Let $A,B\in M_2(\mathbb{C})$ s.t. $AB\not= BA$. It can be proved that
$e^{AB}=e^{BA}$ IFF
EDIT. EITHER i) $A$ or $B$ is invertible, for example $A$
$A$ is invertible and $B=A^{-1}P$ where $P$ is similar to $diag(u,u+2ki\pi)$ with $u\in\mathbb{C},k\in\mathbb{Z}\setminus\{0\}$.
OR ii) $A$ and $B$ are singular
Up to a change of basis, $A=\begin{pmatrix}0&0\\a_{2,1}&a_{2,2}\end{pmatrix},B=\begin{pmatrix}0&b_{1,2}\\0&b_{2,2}\end{pmatrix}$, where
$a_{2,1}b_{1,2}+a_{2,2}b_{2,2}=2ki\pi$ with $k\in\mathbb{Z}\setminus\{0\}$.
$\textbf{Remark}$. In both cases, $e^{AB}$ is a scalar matrix.
$\textbf{Proposition}$. When $n\geq 3$, there are couples $(A,B)$ s.t. $e^{AB}=e^{BA},AB\not= BA$ and $e^{AB}$ is not diagonalizable.

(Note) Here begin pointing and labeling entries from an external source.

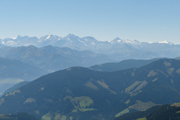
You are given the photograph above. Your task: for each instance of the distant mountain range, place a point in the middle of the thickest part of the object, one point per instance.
(117, 49)
(83, 94)
(51, 58)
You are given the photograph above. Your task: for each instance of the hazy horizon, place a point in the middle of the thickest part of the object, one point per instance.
(145, 21)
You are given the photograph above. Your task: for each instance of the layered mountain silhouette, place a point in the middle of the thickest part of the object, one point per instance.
(80, 93)
(14, 71)
(51, 58)
(118, 49)
(125, 64)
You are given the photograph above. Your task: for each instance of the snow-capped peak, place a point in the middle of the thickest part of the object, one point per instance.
(164, 42)
(48, 36)
(14, 38)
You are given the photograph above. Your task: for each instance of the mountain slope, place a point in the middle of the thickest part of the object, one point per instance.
(14, 71)
(52, 58)
(118, 49)
(160, 112)
(125, 64)
(80, 93)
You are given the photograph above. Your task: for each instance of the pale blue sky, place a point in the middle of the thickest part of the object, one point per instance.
(143, 20)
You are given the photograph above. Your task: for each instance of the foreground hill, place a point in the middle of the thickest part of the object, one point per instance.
(14, 71)
(80, 93)
(52, 58)
(125, 64)
(160, 112)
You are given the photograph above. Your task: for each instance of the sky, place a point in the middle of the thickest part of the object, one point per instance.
(142, 20)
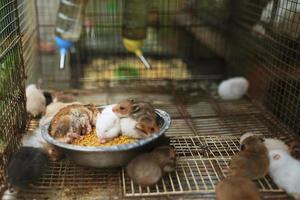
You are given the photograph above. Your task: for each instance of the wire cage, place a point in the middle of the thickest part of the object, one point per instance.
(192, 45)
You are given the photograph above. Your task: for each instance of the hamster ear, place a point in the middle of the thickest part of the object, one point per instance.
(135, 108)
(243, 147)
(131, 100)
(276, 157)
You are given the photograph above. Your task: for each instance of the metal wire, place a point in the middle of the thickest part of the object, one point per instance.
(203, 162)
(187, 44)
(12, 97)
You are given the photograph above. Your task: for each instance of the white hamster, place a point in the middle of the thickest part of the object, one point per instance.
(233, 88)
(35, 100)
(34, 139)
(128, 128)
(244, 136)
(107, 124)
(285, 171)
(272, 144)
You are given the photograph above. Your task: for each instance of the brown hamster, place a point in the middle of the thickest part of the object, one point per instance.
(147, 124)
(135, 108)
(53, 152)
(124, 108)
(252, 161)
(147, 169)
(71, 122)
(141, 107)
(294, 148)
(237, 188)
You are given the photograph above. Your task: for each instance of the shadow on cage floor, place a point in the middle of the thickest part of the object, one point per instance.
(205, 132)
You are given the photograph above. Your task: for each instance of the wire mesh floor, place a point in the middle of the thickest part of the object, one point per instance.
(205, 134)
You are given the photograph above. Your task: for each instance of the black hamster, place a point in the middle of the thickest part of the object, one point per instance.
(26, 166)
(48, 98)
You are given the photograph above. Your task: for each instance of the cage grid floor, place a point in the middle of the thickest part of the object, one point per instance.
(202, 163)
(204, 136)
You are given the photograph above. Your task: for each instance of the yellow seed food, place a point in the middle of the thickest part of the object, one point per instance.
(91, 139)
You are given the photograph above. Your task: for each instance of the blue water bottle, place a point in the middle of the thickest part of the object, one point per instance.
(68, 25)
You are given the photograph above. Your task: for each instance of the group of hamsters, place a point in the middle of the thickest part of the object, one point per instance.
(131, 117)
(70, 120)
(257, 158)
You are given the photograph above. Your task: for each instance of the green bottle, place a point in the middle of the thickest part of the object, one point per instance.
(134, 27)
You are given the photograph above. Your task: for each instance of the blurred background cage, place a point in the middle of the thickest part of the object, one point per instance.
(192, 45)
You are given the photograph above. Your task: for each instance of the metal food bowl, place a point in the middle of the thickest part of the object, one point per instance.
(111, 156)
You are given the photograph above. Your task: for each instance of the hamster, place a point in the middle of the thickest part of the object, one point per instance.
(233, 89)
(52, 109)
(141, 128)
(237, 188)
(252, 161)
(25, 167)
(71, 122)
(294, 147)
(48, 97)
(108, 124)
(37, 141)
(124, 107)
(141, 108)
(147, 169)
(33, 140)
(244, 136)
(272, 143)
(35, 101)
(285, 171)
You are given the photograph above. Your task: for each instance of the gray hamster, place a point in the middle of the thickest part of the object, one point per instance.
(147, 169)
(26, 166)
(237, 188)
(252, 161)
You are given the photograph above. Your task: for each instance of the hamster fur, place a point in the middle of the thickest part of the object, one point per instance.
(244, 136)
(237, 188)
(128, 128)
(147, 169)
(252, 161)
(35, 101)
(285, 171)
(272, 143)
(233, 88)
(107, 124)
(25, 167)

$\textbf{Proof}$. Choose, for $n=3$,
$A=\begin{pmatrix}0&-2&0\\0&0&0\\0&12i\pi&6i\pi\end{pmatrix},B=\begin{pmatrix}-1/2&0&-1\\0&-1/2&0\\0&1&1/3\end{pmatrix}$.
We obtain $e^{AB}=\begin{pmatrix}1&1&0\\0&1&0\\0&0&1\end{pmatrix}$.
Consider a nonsingular matrix $X$. It will have various logarithms (i.e. matrices whose exponential is $X$): let two of them be $Y$ and $Z$, and suppose $Y$ and $Z$ are similar. Thus there is a nonsingular matrix $A$ such that $Z = A^{-1} Y A$. Take $B = A^{-1} Y$, so $Z = BA$ and $Y = AB$, and $\exp(AB) = \exp(BA)$.
Conversely, any case where $A$ is invertible will arise in this way, taking $X = \exp(AB)$, $Y = AB$ and $Z = BA$.